Portable sound booth for your classroom

As I begin thinking of things I want to do in my classroom next year, I turned towards audio and video. I want my class to be heavily intertwined with projects. One of the issues I repeatedly see in classrooms is poor sound quality on student videos. What could I do to help with narration or voice overs in student projects? I did a little research on this and I found a DIY $20 solution. I made my own sound booth from an 18 gallon tub, a twin size “egg crate” mattress pad, and spray adhesive.

PicMonkey Collage

 

Now that I have the booth made it’s time to test it. I have a SnowBall microphone for the booth. My students will have Chromebooks to record their audio. The great thing about the Chromebook is you can connect USB microphones and they work great. If you do not have external microphones to use, you could simply place the Chromebook in the booth to record using the default microphone.

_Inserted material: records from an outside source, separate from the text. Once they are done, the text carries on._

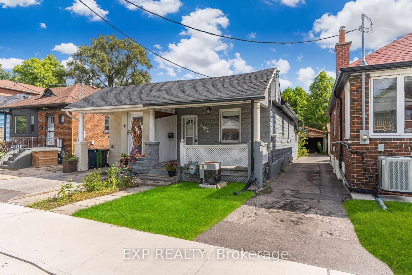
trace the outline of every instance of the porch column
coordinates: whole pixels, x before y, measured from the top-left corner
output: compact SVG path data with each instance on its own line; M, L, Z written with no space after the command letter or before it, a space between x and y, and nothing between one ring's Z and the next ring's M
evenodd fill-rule
M79 113L79 141L84 141L84 114Z
M155 141L154 134L154 109L149 110L149 140Z
M260 103L255 103L253 108L253 141L260 141Z

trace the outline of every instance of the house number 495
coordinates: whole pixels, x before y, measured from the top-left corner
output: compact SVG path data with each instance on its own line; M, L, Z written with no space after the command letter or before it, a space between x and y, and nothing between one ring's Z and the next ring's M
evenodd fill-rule
M200 127L201 127L202 128L203 128L203 130L206 130L206 132L208 132L209 131L209 128L206 128L206 126L203 126L203 123L202 124L200 124Z

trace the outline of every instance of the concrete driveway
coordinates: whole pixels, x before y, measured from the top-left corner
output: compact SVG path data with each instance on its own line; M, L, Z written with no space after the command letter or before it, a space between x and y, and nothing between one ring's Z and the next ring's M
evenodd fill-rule
M195 241L246 251L287 251L288 260L357 274L391 274L360 244L342 207L349 199L328 156L300 158Z
M104 172L108 168L101 169ZM80 183L88 173L88 171L63 173L61 165L42 168L30 167L18 170L2 170L0 171L0 202L18 196L58 188L69 178L73 180L73 184Z

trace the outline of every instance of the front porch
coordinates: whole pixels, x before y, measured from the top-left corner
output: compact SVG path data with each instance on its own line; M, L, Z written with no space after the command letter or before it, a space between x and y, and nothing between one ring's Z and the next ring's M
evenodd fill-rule
M267 143L260 140L262 105L260 101L247 100L87 112L110 116L109 164L116 164L121 154L131 150L144 154L129 164L131 169L143 174L142 178L166 178L164 163L176 160L179 169L172 181L200 182L199 173L190 174L189 166L216 161L221 163L222 181L246 183L253 165L254 177L261 184L264 166L268 162ZM264 108L269 109L265 105ZM80 120L86 112L80 113ZM84 142L75 142L80 171L87 169L82 159Z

There are a number of apps available to record and edit audio on the Chromebook. For this test I used AudioRecorder. ItΒ is a simple app to record and save audio as a wav file. This app also works offline. So here are the test audio files.

Without the sound booth

Using the sound booth

I believe there is just enough of a difference for the audio to sound clear and full. If you are interested in taking about 15 minutes to create a DIY sound booth for your classroom, here is the video tutorial I used to make mine.

The only thing I didn’t like the tutorial is I did not cut the hole in the bottom to set the microphone in. with the SnowBall mic there was enough stability that I didn’t feel I needed the hole.